CONSTRAINTS ON COVID-19 LIABILITY ENACTED IN 2021
Two thirds of states have responded to the concern that businesses, schools, daycare centers, entertainment and event venues, and others would be sued for a person’s exposure to COVID-19. Eighteen states enacted these laws in 2021, including Alabama, Alaska, Arizona, Arkansas, Florida, Indiana, Kentucky, Missouri, Montana, Nebraska, North Carolina, North Dakota, South Carolina, South Dakota, Texas, West Virginia, and Wisconsin. They joined Georgia, Idaho, Iowa, Kansas, Louisiana, Michigan, Mississippi, Nevada, North Carolina, Ohio, Oklahoma, Tennessee, Utah, and Wyoming, which adopted COVID-19 exposure legislation during the first year of the pandemic.

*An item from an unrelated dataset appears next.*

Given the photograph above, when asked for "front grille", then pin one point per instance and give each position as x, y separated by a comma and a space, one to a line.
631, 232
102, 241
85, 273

These laws vary significantly from state to state, but generally provide a safe harbor from liability to those who follow public health guidance, raise the standard of liability beyond bare negligence, or combine these approaches. For example, some states require a showing that a person recklessly disregarded a known risk that a person would be exposed to COVID-19 or was grossly negligent. The Mississippi, North Dakota, South Dakota, and West Virginia laws require a showing that a person’s exposure to COVID-19 resulted from an intentional or malicious act, or willful misconduct. Some of these laws include heightened evidentiary requirements, such as in Florida and Texas. A 2021 Missouri law, similar to legislation enacted in Georgia in 2020, creates a presumption that a business is not liable if it posts a sign warning entrants of the inherent risk of COVID-19 exposure.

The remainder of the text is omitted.